Almost four years ago, Gonzalo suggested "newsgames" as a genre that intersects videogames and political cartoons. Last year, my studio Persuasive Games took our own take on this genre with The Arcade Wire series (Airport Security, Oil God, Bacteria Salad, Xtreme Xmas Shopping), published by AddictingGames.com/Shockwave.com. Those games enjoyed considerable success, tallying at least 10 million plays or so. But Shockwave is still a gaming site, reaching gamers, not necessarily reaching ordinary citizens more broadly. And that's what news and editorial should do.
Today, I'm excited to announce that Persuasive Games has a new publishing relationship with The New York Times, in which they will be publishing newsgames we create on their op-ed page, as editorial content, not just as games. This is unprecedented, and at the risk of tooting my own horn, I think it represents another important shift in videogames as a medium. This is news/editorial in videogame form, rather than videogames trying to make news fun. The fact that the Times is often considered the national newspaper of record makes this moment even more notable, and gratifying.

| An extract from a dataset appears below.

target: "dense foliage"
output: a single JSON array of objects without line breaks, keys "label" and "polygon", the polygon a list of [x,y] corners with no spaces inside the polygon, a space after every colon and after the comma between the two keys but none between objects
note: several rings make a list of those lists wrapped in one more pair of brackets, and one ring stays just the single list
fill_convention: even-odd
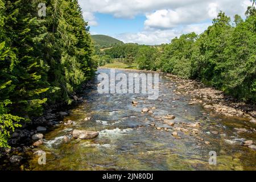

The first game is Food Import Folly. The game is about the experience of extremely limited FDA inspection on food imports, and just what that scarcity of resources actually feels like. To play, you have to be a paid TimesSelect subscriber (NY Times puts all their editorial content behind the TimesSelect subscription wall). There's more info and screenshots on the Persuasive Games website.
Like most of our newsgames, timeliness was an important consideration. Food Import Folly was created in a week's time. Congrats to my team at Persuasive Games for their hard work. And look for more of our newsgames in the newspaper, in the near future.